I don’t know what I’m looking for, but I feel like I’m constantly searching for something.
Something to fulfill me. To feel less empty, to feel like I have a place in this world. Or a purpose.
I really don’t know. I just feel so… empty. Or lacking.
Like there’s a part of me that needs to be filled, but I don’t know exactly by what.
It leaves me feeling so…I don’t even know. Useless? Worthless? I don’t even know exactly how I’m feeling, or why. It’s just such an empty feeling, and I don’t like it.
I guess I feel like nothing I do is good enough. Or important, or impactful, or useful enough.
I want to have worth. And I feel so completely worthless.
I’ve made a lot of positive changes the past few months, and I know that’s something I should be proud of.
I just can’t shake the feeling that I’m still not doing enough.
Maybe it’s that I feel stuck. Or that, no matter what we do, we can never seem to get ahead.
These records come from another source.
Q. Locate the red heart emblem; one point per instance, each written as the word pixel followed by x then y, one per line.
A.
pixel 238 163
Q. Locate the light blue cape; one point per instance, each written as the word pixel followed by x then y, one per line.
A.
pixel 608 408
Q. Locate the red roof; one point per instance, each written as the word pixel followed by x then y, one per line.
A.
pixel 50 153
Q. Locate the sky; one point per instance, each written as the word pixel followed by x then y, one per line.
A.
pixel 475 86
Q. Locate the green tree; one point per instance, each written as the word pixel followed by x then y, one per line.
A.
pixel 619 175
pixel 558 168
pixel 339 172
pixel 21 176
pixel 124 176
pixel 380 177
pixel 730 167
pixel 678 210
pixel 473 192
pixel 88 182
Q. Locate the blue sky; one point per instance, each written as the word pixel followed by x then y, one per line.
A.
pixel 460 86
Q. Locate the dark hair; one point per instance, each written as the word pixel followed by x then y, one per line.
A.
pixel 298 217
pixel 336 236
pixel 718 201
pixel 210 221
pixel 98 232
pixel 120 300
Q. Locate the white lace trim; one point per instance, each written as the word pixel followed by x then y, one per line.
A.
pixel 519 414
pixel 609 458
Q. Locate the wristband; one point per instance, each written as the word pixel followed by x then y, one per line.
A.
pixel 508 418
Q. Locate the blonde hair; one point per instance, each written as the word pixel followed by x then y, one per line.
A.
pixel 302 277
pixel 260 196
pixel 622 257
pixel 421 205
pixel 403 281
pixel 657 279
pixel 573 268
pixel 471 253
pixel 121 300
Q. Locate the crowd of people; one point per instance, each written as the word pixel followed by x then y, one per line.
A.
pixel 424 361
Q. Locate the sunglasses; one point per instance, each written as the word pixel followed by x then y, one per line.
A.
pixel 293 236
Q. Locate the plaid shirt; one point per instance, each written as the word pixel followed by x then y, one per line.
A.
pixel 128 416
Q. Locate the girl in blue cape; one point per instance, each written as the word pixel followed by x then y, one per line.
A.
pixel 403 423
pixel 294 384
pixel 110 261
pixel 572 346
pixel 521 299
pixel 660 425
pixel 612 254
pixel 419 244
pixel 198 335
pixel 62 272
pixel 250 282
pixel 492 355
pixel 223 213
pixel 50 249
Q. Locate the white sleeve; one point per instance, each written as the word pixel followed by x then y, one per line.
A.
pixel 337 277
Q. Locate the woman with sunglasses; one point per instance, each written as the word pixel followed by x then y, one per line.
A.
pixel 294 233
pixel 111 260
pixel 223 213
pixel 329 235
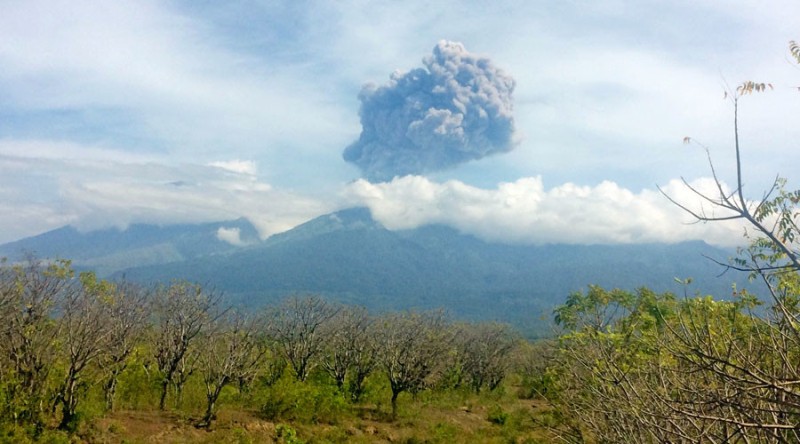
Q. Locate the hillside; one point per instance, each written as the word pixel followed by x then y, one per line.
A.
pixel 111 250
pixel 350 257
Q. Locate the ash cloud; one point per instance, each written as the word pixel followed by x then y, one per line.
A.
pixel 456 109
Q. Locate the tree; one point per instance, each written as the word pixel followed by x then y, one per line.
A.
pixel 85 337
pixel 231 351
pixel 650 367
pixel 410 345
pixel 484 351
pixel 31 330
pixel 182 312
pixel 295 326
pixel 127 317
pixel 349 349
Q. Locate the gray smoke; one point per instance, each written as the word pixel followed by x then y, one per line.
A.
pixel 455 109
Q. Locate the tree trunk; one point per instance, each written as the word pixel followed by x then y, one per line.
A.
pixel 162 404
pixel 394 403
pixel 110 389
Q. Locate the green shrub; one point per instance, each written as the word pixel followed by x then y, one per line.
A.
pixel 497 415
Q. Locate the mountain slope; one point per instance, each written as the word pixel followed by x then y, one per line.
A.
pixel 350 257
pixel 111 250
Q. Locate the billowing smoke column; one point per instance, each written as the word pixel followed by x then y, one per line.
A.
pixel 455 109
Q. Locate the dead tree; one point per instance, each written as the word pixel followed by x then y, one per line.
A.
pixel 182 312
pixel 231 351
pixel 349 352
pixel 410 346
pixel 296 328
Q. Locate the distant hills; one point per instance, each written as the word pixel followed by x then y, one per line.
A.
pixel 350 257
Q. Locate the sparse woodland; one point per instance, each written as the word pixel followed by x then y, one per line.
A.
pixel 83 359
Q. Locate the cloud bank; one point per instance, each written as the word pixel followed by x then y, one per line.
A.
pixel 525 212
pixel 456 109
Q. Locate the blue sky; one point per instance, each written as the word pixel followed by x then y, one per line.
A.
pixel 121 112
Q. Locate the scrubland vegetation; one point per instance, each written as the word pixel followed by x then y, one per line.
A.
pixel 88 360
pixel 98 361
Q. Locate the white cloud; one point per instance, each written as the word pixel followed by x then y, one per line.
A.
pixel 237 166
pixel 51 185
pixel 231 236
pixel 525 212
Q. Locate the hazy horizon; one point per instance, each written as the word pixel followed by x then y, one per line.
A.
pixel 522 122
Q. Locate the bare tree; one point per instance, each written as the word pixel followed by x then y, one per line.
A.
pixel 349 349
pixel 85 335
pixel 296 328
pixel 231 351
pixel 30 333
pixel 128 319
pixel 484 350
pixel 410 347
pixel 182 311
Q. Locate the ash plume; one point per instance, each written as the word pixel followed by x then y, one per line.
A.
pixel 457 108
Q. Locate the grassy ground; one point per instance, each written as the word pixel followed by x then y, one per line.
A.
pixel 430 418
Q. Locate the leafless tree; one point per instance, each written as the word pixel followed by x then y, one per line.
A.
pixel 349 349
pixel 410 348
pixel 233 350
pixel 85 335
pixel 128 318
pixel 182 311
pixel 296 327
pixel 484 351
pixel 30 332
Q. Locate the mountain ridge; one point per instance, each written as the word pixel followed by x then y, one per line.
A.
pixel 350 257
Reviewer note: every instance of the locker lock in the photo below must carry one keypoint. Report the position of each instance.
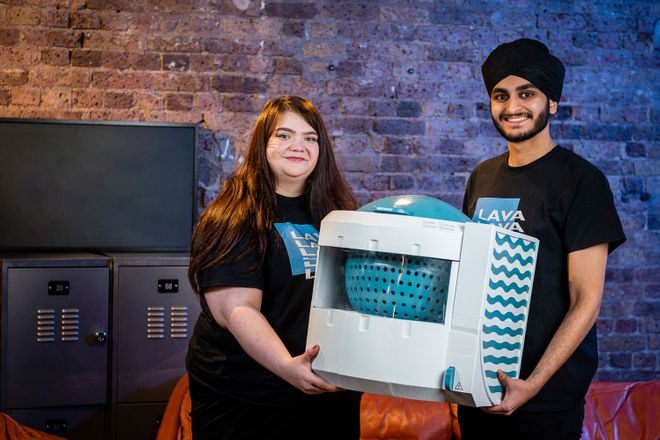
(101, 336)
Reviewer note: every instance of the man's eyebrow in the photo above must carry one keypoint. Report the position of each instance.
(519, 88)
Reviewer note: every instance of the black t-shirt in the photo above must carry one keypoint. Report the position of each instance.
(567, 204)
(215, 359)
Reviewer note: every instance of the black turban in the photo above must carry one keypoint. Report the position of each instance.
(529, 59)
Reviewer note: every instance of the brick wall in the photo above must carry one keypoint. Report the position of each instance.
(399, 85)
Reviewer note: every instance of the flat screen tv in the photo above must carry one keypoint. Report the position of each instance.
(96, 186)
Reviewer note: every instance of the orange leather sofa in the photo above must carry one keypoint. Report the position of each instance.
(613, 410)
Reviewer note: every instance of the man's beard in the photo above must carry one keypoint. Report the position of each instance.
(539, 124)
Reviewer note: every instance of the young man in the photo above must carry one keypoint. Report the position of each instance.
(551, 193)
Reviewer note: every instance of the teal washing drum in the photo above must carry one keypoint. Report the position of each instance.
(401, 286)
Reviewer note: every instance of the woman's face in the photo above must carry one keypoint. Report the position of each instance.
(292, 152)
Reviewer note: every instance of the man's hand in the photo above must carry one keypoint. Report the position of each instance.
(516, 393)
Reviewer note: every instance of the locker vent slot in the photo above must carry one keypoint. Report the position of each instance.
(46, 325)
(179, 322)
(70, 325)
(155, 322)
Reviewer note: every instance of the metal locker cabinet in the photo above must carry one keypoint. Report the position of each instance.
(54, 342)
(154, 310)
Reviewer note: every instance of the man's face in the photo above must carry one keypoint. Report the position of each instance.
(520, 111)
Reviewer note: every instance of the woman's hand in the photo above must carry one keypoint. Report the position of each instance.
(298, 372)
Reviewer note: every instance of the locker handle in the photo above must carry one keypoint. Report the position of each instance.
(101, 336)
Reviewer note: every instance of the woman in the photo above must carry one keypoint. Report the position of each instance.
(253, 256)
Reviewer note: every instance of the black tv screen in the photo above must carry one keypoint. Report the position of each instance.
(96, 186)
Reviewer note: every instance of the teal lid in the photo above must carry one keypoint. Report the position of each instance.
(416, 206)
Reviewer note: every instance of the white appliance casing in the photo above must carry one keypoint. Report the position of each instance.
(450, 361)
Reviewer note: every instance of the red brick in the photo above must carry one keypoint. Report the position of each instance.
(204, 62)
(115, 21)
(177, 62)
(88, 98)
(17, 57)
(144, 61)
(291, 10)
(26, 97)
(114, 114)
(115, 5)
(260, 64)
(217, 45)
(238, 84)
(118, 100)
(146, 23)
(55, 18)
(174, 43)
(55, 56)
(234, 63)
(287, 66)
(179, 101)
(176, 23)
(121, 80)
(180, 82)
(399, 126)
(86, 58)
(114, 59)
(323, 49)
(85, 19)
(620, 360)
(149, 100)
(55, 37)
(294, 28)
(208, 101)
(5, 96)
(353, 12)
(13, 77)
(645, 360)
(242, 103)
(9, 37)
(49, 76)
(322, 29)
(23, 16)
(56, 98)
(626, 326)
It’s frustrating to say the least.
I don’t have the confidence in myself to believe that I can succeed. Or that we will pull ourselves out of this hole, and not be so financially stressed and burdened all the time.
I’m crocheting and making things constantly to “eventually sell” while we’re out every night door dashing, but I don’t want to put myself out there like that and fail. Despite my husband pushing me and saying that that wouldn’t happen, but still.
I don’t know. I just feel empty. Like I’m trying and pushing so hard, but I’m in quicksand and I can’t get anywhere.
Sobriety is hard when the thoughts get too loud. And tonight, the thoughts are fucking loud.